I expect pity or the twisted expression of someone disgusted, which is why my muscles tense when I feel her delicate fingers hover over one of the rugged gouges carved under my shoulder blade.
“Rowan…” She sounds like she's on the verge of tears, and it makes my chest pang.
“My dad wasn't a good person,” I chuckle humorlessly as her hand trails along my back. Her touch doesn't hurt, but the ghosts of my past still linger with every scar.
I feel something soft press between my shoulders, and my lips part in shock when I realize she's kissing me. She’s kissing the very marks that made me feel unwanted. She’s giving me soft, caring touches over something that bleeds the ugliness of my childhood like a painted canvas.
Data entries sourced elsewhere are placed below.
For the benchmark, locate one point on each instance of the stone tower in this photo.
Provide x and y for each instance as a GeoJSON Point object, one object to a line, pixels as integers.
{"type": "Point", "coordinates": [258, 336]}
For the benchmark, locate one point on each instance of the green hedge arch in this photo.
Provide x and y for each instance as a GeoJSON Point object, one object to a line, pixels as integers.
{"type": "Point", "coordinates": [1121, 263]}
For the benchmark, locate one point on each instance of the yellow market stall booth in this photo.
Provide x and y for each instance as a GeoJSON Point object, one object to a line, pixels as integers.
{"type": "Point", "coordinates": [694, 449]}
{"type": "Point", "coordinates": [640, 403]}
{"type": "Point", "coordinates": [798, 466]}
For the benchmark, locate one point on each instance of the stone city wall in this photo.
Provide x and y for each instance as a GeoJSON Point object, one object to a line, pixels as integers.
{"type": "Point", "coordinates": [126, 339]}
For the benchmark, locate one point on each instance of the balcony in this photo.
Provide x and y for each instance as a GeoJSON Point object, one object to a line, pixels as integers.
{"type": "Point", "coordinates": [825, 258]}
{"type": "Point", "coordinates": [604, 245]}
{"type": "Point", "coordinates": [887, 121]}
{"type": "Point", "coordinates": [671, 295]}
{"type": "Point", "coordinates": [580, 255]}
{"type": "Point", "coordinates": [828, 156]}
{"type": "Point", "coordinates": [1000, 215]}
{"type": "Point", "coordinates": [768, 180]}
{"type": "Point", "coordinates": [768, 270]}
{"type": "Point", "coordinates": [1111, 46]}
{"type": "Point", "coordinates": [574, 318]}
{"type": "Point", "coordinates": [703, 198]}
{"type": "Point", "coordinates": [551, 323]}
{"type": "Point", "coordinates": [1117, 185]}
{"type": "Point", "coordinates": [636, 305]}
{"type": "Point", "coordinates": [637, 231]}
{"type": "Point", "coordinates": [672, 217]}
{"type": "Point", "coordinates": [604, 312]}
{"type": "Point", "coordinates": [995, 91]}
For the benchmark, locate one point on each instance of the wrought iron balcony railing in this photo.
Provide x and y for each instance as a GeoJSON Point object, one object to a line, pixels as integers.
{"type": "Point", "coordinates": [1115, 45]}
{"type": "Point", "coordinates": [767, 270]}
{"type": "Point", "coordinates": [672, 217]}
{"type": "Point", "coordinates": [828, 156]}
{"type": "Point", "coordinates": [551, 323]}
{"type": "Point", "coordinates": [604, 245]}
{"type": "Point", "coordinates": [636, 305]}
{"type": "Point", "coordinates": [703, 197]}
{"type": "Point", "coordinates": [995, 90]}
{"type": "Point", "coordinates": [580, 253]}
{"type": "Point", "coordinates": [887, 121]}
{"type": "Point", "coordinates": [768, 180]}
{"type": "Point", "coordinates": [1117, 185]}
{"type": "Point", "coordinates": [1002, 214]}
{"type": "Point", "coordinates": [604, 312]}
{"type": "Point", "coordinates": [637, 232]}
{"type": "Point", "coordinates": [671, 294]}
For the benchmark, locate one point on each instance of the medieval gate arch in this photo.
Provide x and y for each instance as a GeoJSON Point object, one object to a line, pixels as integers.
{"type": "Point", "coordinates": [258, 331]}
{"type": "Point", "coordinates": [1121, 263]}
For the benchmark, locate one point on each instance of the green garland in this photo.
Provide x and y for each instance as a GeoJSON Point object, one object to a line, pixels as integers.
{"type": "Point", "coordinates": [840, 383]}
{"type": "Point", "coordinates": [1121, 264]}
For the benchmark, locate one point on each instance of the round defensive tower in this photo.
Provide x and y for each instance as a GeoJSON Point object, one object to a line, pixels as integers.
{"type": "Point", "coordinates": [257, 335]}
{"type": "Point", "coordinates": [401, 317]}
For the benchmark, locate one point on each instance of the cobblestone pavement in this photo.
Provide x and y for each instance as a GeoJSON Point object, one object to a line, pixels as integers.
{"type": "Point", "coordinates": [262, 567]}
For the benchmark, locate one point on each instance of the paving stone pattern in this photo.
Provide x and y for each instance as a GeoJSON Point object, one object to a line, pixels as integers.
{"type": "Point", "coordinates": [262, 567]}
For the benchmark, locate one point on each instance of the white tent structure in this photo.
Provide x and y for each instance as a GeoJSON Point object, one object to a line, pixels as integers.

There is no disgust or pity.
She’s heartbroken for me.
Her hands, gentle and tender, turn me back towards her, and my eyes widen at the tears welling. The green in her irises pops out, snagging my heart in a fist.
“How could he do that to you…” As the first tear slips from her enchanting eyes, I catch it with my thumb.
“It was a long time ago,” I say softly.
She shakes her head as her mouth screws up. “I’m so sorry you have to go through that, Rowan.”
Her words punch me in the gut. No one has ever been enraged on my behalf like this woman has. She’s upset for me, and something shifts. It’s profound, and life-changing—like an eye-opening moment.
I’m in awe of her as I silently intertwine our fingers and lead her to the bed. She climbs in before lifting up the covers for me, completely unaware that she’s transformed before my very eyes.
She’s it for me.
She’s the one.
I slide into bed beside her and watch as she slips the shirt over her head. It swallows her, but she looks comfortable as she slides her legs under the covers, and I pull the duvet over us. I spoon her, and I notice how perfectly we fit together.
I’m not used to taking naps, but with Addison curled up next to me, I feel my eyes growing heavy as I brush out her strands. The heaviness of what I’ve just shown her settles over me, but it doesn't feel as weighted as I once remembered it.
As we both lull to sleep, it’s a picture-perfect image, and I can’t imagine our lives any other way.